ロッテの打倒ホークスは可能か? “元鷹の名伯楽”がコーチ就任で掲げる意識改革

中日コーチ退任後に「メンタル心理カウンセラー」の資格を取得

「指導者自身に選手を上回る向上心がなければ、教え導くことはできない」と考える森脇氏は、2018年限りで中日1軍野手チーフコーチを退任した後、現場を離れていた2年間で「メンタル心理カウンセラー」の資格を取得した。プロ球界ではここ数年、ソフトバンクの中村晃や元ソフトバンクの川崎宗則氏、西武をいったん戦力外となって育成契約を結んだ多和田ら精神的な病気で苦しむケースもある。森脇氏は30歳の頃から独学で心理学を勉強。現役引退後は毎年オフシーズンに渡米し、メジャーやマイナーのコーチ、メンタルトレーナー、時には心理学者とミーティングを行って見聞を広めてきた。旧態依然とした頭ごなしの指導でなく、選手と向き合い、心に寄り添うスタイルを身上としている。

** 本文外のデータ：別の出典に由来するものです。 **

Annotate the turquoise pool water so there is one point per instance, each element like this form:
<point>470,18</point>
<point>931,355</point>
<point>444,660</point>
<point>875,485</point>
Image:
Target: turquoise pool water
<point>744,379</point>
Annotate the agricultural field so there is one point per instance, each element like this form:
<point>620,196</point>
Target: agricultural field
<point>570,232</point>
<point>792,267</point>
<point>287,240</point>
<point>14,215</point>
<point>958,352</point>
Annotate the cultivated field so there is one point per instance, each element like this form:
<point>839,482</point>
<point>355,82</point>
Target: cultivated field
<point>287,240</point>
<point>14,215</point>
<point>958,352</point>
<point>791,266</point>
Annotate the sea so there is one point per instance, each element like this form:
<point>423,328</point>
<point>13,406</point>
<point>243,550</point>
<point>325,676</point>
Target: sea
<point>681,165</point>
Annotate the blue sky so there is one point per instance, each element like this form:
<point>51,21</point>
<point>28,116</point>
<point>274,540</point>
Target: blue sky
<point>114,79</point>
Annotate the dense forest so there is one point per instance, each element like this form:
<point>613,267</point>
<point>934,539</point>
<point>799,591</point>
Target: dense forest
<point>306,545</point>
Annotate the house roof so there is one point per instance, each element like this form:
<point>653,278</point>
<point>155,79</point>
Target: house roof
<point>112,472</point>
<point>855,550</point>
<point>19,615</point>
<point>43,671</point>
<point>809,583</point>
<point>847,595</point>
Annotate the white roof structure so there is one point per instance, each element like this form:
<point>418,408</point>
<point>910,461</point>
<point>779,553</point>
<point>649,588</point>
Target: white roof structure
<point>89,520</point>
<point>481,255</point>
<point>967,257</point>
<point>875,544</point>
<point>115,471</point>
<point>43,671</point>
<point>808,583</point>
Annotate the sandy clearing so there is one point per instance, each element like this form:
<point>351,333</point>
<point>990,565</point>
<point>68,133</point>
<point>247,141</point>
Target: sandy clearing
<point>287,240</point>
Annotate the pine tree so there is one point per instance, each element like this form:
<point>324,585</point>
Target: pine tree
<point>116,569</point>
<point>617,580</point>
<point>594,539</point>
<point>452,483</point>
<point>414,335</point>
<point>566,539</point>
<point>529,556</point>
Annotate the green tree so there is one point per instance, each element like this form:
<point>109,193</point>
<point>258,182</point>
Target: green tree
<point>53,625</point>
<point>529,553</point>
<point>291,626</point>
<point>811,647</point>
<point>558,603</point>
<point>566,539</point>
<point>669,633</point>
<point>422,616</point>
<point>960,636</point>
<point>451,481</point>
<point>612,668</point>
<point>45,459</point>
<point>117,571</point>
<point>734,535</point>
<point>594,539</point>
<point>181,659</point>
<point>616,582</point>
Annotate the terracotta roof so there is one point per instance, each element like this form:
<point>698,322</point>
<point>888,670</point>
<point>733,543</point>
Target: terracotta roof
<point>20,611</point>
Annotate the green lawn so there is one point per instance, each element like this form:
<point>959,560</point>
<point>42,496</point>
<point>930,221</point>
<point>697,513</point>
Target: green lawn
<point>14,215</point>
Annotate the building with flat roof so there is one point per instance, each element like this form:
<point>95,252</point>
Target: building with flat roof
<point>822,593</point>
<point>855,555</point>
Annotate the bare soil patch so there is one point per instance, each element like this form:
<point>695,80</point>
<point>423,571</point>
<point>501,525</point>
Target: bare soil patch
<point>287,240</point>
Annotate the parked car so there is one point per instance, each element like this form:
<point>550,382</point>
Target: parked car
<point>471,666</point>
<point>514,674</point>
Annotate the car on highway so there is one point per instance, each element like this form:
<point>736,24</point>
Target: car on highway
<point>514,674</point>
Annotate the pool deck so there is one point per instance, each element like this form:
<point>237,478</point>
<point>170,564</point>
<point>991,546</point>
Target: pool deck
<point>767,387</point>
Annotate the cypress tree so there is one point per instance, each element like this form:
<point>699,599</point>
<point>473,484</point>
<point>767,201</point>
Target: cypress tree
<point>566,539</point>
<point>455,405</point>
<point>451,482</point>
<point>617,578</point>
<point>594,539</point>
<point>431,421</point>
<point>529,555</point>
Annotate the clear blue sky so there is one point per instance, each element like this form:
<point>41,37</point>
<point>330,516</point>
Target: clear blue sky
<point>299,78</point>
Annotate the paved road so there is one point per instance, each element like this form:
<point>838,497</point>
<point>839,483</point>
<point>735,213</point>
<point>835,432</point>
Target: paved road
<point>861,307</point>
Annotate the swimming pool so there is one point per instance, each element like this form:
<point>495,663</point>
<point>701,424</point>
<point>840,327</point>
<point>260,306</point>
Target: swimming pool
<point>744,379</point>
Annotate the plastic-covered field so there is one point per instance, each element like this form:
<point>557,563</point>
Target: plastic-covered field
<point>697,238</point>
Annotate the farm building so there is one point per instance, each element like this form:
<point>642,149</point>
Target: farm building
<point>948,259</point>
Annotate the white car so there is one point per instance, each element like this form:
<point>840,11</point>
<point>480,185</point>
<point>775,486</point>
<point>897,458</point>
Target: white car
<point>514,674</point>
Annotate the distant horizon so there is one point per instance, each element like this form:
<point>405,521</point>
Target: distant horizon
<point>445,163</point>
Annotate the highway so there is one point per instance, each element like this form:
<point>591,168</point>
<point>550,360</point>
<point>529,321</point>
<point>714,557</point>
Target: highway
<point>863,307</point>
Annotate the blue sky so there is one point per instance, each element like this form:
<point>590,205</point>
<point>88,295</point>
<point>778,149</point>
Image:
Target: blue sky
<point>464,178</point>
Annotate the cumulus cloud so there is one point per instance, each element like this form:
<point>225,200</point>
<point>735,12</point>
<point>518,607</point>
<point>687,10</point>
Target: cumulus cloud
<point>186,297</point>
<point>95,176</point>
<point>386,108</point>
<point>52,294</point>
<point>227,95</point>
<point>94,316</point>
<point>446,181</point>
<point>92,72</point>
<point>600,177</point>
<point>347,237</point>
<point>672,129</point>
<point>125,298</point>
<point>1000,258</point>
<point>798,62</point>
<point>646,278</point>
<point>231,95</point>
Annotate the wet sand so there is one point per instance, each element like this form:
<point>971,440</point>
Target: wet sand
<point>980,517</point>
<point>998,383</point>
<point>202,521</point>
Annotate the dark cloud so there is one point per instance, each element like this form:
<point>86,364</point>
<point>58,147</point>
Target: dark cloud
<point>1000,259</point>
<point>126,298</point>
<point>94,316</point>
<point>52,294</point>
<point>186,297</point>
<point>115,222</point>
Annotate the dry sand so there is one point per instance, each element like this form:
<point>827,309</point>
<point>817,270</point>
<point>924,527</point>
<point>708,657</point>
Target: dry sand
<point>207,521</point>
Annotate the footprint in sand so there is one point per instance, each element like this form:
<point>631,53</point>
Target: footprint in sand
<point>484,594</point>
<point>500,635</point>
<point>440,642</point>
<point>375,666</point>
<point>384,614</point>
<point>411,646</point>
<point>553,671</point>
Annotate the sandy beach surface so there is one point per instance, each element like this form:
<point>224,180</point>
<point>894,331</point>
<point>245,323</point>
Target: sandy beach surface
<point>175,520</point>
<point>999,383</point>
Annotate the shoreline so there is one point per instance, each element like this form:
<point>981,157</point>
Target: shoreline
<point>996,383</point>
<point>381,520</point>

 また、森脇氏の実直な人柄を示すのが、高校1年から還暦を迎えた現在まで1日も欠かしたことがないという「野球日記」の存在だ。「高校に入学した最初のホームルームで、担任の先生に勧められたのがきっかけでした」と振り返る。

「長い野球人生で、日記が支えてくれたことは何度もあります。現役時代、疲労がたまる8月や9月に、後ろ向きの自分がいた時には、1月や2月の日記を読み返して新鮮な気持ちを思い出しました。大けがをして入院していた時のことを読み返し、野球ができる喜びをかみしめたこともあります」

 指導者となってからも「各選手とどう向き合い、自分が何を伝え、選手がどう反応し、どんな変化をしたかがすぐに確認できる。対戦相手も含め、選手のわずかな変化に気付き、見落とすことなく書き留めておける。頭で覚えているつもりでも、忘れるのが人間ですから」と日記の効用を説く。「日記は僕にとって、人生の伴走者であり証言者です」と言う。豊富なキャリアはもちろんだが、こうして何事にも真摯に取り組む姿勢が、各球団から指導者のオファーが絶えない理由の1つなのだろう。

 NPBで5球団目となる新天地へ。「監督が決断を下しやすいように、選手の能力を高め、駒としてそろえることがコーチの仕事。自分の担当分野に全力を注ぎたい」と森脇氏。かつての教え子とともに、常勝球団に挑む。